By the twenty-third there were already about two thousand men from the interior parts of New Hampshire, desirous "not to return before the work was done." Many who remained near the upper Connecticut threw up the civil and military commissions held from the king; for, said they, "the king has forfeited his crown, and all commissions from him are therefore vacated."

In Connecticut, Trumbull, the governor, sent out writs to convene the legislature of the colony at Hartford on the Wednesday following the battle. On the morning of the twentieth, Israel Putnam of Pomfret, in leather frock and apron, was assisting hired men to build a stone wall on his farm, when he heard the cry from Lexington. He set off instantly to rouse the militia officers of the nearest towns. On his return, he found hundreds who had mustered and chosen him their leader. Issuing orders for them to follow, he pushed forward without changing the check shirt he had worn in the field, and reached Cambridge at sunrise the next morning, having ridden the same horse a hundred miles within eighteen hours. He brought to the service of his country courage, and a heart than which none throbbed more honestly or warmly for American freedom.

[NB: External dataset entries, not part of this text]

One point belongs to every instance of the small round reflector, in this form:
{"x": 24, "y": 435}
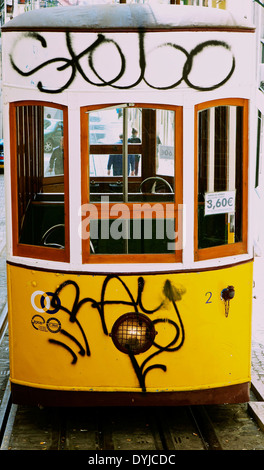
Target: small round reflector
{"x": 133, "y": 333}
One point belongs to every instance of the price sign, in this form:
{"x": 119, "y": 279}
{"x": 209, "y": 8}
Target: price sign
{"x": 166, "y": 151}
{"x": 220, "y": 203}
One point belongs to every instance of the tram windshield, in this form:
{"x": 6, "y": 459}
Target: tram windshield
{"x": 132, "y": 155}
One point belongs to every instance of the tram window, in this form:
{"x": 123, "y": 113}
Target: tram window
{"x": 39, "y": 163}
{"x": 132, "y": 168}
{"x": 222, "y": 180}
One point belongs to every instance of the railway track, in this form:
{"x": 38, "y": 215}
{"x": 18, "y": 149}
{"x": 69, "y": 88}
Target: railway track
{"x": 158, "y": 429}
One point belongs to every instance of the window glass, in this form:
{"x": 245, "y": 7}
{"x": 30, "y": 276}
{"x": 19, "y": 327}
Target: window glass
{"x": 220, "y": 164}
{"x": 40, "y": 176}
{"x": 53, "y": 142}
{"x": 132, "y": 180}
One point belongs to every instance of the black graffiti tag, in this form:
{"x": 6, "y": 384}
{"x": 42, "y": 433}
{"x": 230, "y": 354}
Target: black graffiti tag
{"x": 170, "y": 293}
{"x": 73, "y": 63}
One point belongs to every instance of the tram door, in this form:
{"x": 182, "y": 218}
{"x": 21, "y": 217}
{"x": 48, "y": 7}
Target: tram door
{"x": 132, "y": 173}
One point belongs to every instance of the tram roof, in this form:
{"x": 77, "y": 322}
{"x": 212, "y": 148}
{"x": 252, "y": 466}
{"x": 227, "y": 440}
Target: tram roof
{"x": 124, "y": 17}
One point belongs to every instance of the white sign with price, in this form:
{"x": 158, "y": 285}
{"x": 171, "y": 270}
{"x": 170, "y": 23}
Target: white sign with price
{"x": 220, "y": 203}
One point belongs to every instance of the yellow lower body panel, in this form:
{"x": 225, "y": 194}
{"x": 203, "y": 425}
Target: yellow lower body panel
{"x": 61, "y": 324}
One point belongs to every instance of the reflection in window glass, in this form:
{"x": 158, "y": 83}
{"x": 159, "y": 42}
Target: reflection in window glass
{"x": 132, "y": 179}
{"x": 40, "y": 153}
{"x": 220, "y": 160}
{"x": 53, "y": 141}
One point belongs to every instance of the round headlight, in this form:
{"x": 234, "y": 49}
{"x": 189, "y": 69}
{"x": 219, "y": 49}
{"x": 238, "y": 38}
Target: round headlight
{"x": 133, "y": 333}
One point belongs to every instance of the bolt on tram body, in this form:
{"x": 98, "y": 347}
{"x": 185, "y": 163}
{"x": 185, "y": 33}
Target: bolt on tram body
{"x": 129, "y": 225}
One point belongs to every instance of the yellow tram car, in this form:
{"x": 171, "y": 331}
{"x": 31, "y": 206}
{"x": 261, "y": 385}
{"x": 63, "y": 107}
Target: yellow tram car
{"x": 129, "y": 241}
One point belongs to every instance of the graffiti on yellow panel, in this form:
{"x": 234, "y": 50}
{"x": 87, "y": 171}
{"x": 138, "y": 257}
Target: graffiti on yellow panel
{"x": 51, "y": 302}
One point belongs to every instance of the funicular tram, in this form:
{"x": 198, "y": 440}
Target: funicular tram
{"x": 128, "y": 183}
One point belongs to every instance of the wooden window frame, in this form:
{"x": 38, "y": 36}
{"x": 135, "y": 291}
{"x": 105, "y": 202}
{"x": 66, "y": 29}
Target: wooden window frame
{"x": 238, "y": 247}
{"x": 87, "y": 257}
{"x": 27, "y": 250}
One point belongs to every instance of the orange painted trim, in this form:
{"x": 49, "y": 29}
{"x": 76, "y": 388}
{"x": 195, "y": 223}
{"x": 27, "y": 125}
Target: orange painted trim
{"x": 33, "y": 251}
{"x": 235, "y": 248}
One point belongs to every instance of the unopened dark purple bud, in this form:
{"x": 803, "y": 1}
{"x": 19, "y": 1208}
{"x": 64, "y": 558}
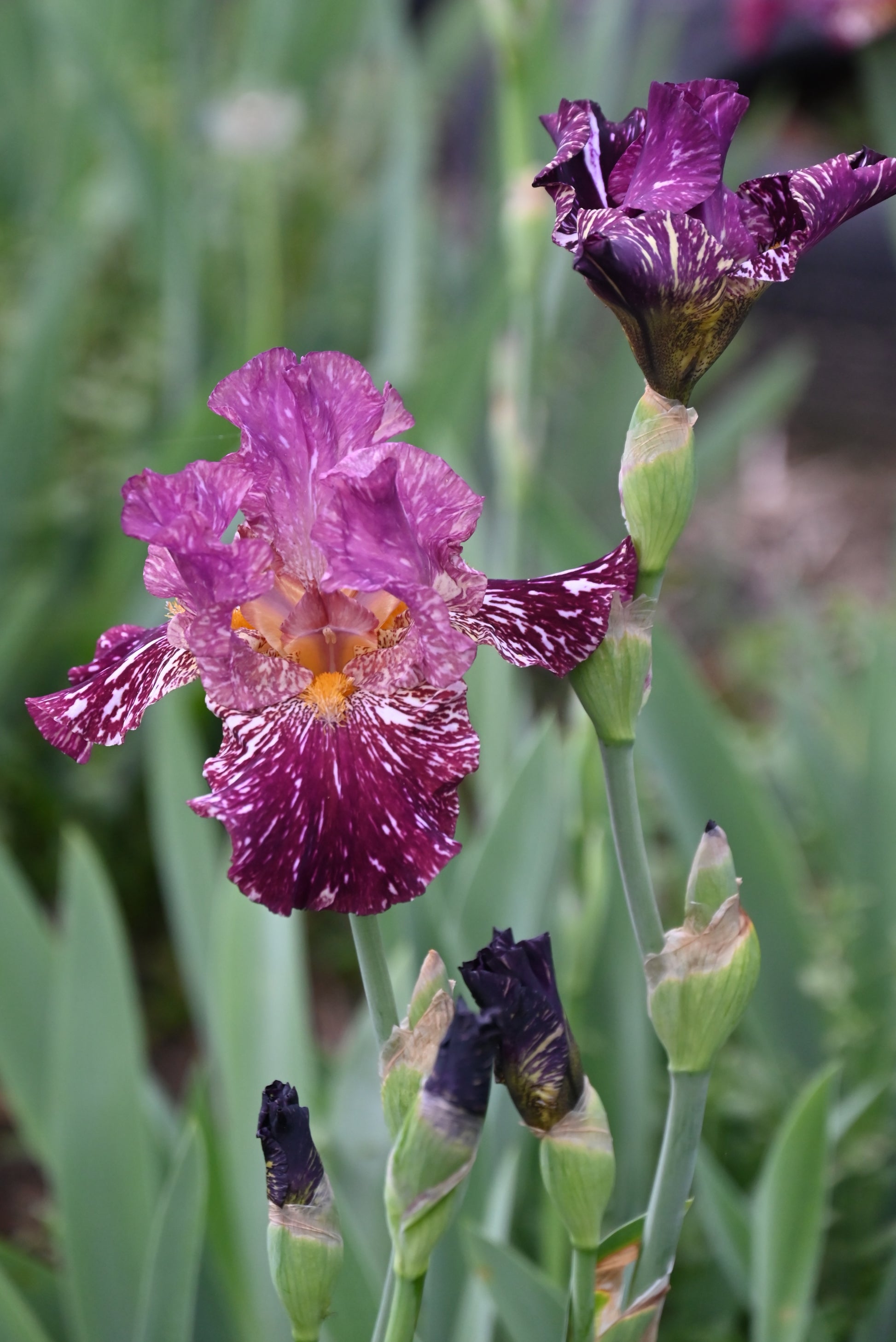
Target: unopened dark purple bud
{"x": 466, "y": 1058}
{"x": 538, "y": 1058}
{"x": 293, "y": 1165}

From Wethersfield a hundred young volunteers marched for Boston on the twenty-second, well armed and in high spirits. From the neighboring towns men of the largest estates, and the most esteemed for character, seized their firelocks and followed. By the second night, several thousands from the colony were on their way. Some had fixed on their standards and drums the colony arms, and round it, in letters of gold, the motto, that God who brought over their fathers would sustain the sons.

In New Haven, Benedict Arnold, captain of a volunteer company, agreed with his men to march the next morning for Boston. "Wait for proper orders," was the advice of Wooster; but their self-willed commander, brooking no delay, extorted supplies from the committee of the town, and on the twentyninth reached the American head-quarters with his company.

There was scarcely a town in Connecticut that was not represented among the besiegers.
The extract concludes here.